If we want to tabulate this, we can even combine this with the specified x-values and do some rounding:
> tab_pred <- data.frame(target, round(pr2, 1))
> tab_pred
PCV fit lwr upr
1 25 10.7 8.7 12.8
2 30 11.7 10.2 13.3
3 35 12.8 11.6 13.9
4 40 13.8 12.9 14.7
5 45 14.8 13.9 15.7
6 50 15.8 14.6 17.1
7 55 16.9 15.1 18.6
And for a report, we might even want to run this through pander
:
PCV | fit | lwr | upr |
---|---|---|---|
25 | 10.7 | 8.7 | 12.8 |
30 | 11.7 | 10.2 | 13.3 |
35 | 12.8 | 11.6 | 13.9 |
40 | 13.8 | 12.9 | 14.7 |
45 | 14.8 | 13.9 | 15.7 |
50 | 15.8 | 14.6 | 17.1 |
55 | 16.9 | 15.1 | 18.6 |
Default prediction As a variation of this approach, we can also call predict
without explicitly specifying target values for the predictor. In this case, R will use the observed values of the predictor variable in the data set used for fitting the model (so hemoglobin
in our example), and return predictions for these locations:
> predict(lm1)
1 2 3 4 5 6 7 8 9 10 11
12.75783 14.80620 15.21588 15.83039 11.93848 11.73365 10.70946 12.34816 12.75783 13.78202 14.80620
12 13 14 15 16 17 18 19 20
15.21588 15.62555 14.19169 13.78202 15.83039 15.01104 16.85458 14.19169 15.01104
Unless you have an incredibly well designed study, this is usually not very helpful.
Exercises:
- For the same ages as above, make predictions using
interval="confidence"
andinterval="prediction
and compare the results. - Make the same predictions on the observed predictor values as the “short” form
predict(lm1)
produces, but by explicitly specifying a target vianewdata
; include a confidence interval, and build a nice prediction table that combines the target values, the predicted values and the confidence intervals.

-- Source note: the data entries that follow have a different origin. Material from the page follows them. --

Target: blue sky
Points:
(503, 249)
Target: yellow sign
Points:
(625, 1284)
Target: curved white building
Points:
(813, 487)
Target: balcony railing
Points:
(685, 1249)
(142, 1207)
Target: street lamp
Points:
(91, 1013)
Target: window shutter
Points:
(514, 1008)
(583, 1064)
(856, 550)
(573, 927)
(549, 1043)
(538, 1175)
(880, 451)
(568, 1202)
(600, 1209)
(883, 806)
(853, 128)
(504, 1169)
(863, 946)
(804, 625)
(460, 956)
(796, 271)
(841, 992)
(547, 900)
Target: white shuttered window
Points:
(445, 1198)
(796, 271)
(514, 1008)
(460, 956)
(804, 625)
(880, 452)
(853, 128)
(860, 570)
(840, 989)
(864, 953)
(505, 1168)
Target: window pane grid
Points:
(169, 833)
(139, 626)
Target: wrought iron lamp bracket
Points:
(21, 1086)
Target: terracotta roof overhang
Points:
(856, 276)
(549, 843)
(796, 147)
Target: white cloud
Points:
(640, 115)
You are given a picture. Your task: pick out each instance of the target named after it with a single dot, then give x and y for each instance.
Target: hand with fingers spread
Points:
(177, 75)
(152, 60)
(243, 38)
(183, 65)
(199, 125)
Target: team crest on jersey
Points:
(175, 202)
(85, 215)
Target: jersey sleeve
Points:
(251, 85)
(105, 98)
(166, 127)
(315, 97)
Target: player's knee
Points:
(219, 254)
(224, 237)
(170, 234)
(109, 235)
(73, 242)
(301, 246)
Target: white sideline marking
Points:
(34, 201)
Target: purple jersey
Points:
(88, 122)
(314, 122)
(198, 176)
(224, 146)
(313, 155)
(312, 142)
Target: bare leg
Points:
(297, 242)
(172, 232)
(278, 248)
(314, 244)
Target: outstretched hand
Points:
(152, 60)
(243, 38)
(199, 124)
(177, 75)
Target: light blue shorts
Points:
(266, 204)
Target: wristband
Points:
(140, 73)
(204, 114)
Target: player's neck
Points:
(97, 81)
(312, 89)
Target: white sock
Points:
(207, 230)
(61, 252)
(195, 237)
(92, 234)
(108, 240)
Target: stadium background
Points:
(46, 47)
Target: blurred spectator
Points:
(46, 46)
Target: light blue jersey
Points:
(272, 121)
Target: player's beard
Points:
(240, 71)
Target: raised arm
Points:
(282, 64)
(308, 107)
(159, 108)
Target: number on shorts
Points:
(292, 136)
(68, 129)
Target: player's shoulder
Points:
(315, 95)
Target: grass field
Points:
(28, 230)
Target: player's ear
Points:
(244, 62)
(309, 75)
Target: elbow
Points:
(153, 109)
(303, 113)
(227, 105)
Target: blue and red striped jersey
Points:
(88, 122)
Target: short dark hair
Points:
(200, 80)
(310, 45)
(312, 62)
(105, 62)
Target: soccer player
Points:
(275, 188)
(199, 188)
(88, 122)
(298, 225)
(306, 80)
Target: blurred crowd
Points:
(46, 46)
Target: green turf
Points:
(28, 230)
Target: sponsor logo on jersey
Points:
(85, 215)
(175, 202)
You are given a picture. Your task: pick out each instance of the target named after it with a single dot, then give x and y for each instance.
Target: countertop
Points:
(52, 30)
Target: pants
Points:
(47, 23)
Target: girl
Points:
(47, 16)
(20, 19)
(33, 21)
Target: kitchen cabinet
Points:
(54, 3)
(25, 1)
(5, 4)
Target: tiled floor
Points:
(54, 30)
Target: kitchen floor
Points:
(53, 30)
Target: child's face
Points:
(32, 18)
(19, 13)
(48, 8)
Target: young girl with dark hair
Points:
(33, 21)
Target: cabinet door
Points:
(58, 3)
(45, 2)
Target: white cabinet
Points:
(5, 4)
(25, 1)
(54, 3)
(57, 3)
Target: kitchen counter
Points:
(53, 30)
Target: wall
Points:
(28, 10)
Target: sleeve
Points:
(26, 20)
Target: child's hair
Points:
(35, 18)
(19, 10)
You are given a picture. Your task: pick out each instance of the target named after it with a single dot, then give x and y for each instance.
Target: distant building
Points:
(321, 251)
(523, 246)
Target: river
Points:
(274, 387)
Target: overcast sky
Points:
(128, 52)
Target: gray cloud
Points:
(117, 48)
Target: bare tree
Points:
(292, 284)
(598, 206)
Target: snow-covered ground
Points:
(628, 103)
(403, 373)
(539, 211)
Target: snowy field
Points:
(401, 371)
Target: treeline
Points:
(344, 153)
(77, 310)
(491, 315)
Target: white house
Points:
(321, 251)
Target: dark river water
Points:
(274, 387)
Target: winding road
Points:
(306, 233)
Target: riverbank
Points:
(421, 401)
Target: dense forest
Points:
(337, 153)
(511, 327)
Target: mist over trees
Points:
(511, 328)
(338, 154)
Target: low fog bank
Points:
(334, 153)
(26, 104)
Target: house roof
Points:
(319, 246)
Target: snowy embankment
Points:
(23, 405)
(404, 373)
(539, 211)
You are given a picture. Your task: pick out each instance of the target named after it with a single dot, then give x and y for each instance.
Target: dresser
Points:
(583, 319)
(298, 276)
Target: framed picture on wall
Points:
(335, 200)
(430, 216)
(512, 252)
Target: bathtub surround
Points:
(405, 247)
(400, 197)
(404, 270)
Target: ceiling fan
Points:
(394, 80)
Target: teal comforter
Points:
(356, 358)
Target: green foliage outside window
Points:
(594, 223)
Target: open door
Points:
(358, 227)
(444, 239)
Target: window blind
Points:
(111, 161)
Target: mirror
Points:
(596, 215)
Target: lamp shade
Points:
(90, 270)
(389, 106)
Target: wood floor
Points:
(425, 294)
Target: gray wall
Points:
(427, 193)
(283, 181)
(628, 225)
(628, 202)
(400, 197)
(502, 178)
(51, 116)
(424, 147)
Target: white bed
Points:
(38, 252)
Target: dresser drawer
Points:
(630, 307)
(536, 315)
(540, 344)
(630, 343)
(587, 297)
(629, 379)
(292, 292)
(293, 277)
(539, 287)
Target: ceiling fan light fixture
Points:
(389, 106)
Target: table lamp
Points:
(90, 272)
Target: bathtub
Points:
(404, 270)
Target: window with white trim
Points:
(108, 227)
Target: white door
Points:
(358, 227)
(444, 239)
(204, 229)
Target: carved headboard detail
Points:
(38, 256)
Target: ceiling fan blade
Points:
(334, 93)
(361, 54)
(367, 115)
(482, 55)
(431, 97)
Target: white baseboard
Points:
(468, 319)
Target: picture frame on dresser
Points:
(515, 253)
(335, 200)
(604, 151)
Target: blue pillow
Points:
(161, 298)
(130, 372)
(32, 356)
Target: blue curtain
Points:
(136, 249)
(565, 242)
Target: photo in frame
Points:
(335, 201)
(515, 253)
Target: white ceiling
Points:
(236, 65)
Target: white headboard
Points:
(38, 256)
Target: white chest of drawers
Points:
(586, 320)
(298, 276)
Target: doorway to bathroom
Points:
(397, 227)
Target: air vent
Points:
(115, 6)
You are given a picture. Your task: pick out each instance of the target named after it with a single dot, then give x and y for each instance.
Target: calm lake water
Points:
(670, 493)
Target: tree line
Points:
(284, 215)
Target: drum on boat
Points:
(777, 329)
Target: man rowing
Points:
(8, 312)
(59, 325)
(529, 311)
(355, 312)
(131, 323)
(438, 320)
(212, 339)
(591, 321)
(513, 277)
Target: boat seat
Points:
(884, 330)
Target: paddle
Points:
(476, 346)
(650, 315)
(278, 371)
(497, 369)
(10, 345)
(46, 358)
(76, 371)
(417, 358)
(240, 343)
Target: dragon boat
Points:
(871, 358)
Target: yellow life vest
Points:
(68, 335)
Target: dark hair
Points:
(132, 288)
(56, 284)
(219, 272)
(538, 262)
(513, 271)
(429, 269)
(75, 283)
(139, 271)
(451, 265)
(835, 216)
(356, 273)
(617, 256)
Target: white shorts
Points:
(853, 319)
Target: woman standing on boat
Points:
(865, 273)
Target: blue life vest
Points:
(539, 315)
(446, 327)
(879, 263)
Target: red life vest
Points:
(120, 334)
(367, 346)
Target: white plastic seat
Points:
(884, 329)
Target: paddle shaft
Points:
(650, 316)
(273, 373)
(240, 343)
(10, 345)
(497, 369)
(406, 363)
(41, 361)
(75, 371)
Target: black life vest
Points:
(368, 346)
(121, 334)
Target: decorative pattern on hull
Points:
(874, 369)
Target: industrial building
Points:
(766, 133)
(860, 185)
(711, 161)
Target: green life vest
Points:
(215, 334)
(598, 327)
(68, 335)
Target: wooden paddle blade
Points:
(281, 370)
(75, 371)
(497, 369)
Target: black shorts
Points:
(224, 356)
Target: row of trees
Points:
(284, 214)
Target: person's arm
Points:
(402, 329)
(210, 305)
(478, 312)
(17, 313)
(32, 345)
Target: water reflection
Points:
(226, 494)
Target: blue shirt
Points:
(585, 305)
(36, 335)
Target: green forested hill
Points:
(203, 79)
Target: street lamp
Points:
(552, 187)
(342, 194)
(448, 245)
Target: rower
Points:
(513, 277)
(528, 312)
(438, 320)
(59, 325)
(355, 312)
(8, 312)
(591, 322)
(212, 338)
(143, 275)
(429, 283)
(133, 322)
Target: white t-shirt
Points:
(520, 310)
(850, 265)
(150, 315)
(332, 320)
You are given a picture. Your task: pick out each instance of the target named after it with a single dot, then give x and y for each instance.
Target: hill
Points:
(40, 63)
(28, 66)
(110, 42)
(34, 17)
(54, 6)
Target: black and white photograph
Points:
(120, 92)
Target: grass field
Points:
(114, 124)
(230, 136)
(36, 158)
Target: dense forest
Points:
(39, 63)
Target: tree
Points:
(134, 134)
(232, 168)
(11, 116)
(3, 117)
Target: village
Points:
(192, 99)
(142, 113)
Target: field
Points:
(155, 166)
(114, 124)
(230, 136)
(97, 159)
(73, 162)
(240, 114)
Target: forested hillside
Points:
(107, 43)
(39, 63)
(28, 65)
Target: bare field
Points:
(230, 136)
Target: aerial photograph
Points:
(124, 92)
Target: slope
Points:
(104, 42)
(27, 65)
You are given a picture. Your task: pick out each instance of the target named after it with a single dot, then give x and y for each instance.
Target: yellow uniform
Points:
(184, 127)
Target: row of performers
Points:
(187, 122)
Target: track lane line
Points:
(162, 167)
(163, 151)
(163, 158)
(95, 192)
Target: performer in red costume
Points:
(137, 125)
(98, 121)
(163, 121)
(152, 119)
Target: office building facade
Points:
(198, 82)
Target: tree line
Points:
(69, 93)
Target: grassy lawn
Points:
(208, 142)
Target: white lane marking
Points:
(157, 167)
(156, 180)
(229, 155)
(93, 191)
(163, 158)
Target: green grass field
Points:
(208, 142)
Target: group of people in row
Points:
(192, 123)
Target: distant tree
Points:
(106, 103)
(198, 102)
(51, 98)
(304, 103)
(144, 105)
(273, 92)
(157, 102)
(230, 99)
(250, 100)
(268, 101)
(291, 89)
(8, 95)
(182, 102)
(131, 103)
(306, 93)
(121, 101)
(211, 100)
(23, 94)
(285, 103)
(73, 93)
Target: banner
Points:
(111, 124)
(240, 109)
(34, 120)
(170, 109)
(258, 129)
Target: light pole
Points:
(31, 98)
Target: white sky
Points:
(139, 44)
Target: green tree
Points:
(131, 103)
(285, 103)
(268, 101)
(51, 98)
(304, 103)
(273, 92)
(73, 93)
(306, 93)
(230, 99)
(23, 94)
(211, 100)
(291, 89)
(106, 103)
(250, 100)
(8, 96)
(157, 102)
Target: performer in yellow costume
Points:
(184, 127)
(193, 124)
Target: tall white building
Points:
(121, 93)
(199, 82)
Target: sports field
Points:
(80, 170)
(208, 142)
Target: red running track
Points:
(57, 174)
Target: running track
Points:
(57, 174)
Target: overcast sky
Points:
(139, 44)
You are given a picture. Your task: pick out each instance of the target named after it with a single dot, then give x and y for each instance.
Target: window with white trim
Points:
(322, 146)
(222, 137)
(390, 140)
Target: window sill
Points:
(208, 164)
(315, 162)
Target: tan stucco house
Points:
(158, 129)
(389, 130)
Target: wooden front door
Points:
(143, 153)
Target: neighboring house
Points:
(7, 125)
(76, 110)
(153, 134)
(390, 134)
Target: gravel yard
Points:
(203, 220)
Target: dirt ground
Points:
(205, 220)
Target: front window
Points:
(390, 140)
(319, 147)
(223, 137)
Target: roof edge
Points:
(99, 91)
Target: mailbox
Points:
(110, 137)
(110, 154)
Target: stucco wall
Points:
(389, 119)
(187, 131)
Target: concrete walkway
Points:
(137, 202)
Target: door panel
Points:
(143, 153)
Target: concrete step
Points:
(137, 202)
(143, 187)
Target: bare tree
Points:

9.3.6 Binary predictor and dummy coding
Dummy coding We can also use a binary variable as predictor in a simple linear regression model, by using dummy coding: for any variable with two levels, we can generate a dummy variable which haz value zero for one level (the reference level) and one for the other level (sometimes called exposure level). For such a dummy variable \(x_{dummy}\), we can write down the same regression equation as before: \[ y = \beta_0 + \beta_1 \times x_{dummy} + \epsilon \] Note that we can get only two different variants of this equation:
\[ y = \left\{ \begin{array}{lr} \beta_0 + \epsilon & \mathrm{iff} \,\, x_{dummy} = 0 \\ \beta_0 + \beta_1 + \epsilon & \mathrm{iff} \,\,x_{dummy} = 1 \end{array} \right. \] We generally do not have to do our own dummy coding in R - this is one of the things that the formula notation does for us. However, we still need to understand the concept to understand the output that is generated.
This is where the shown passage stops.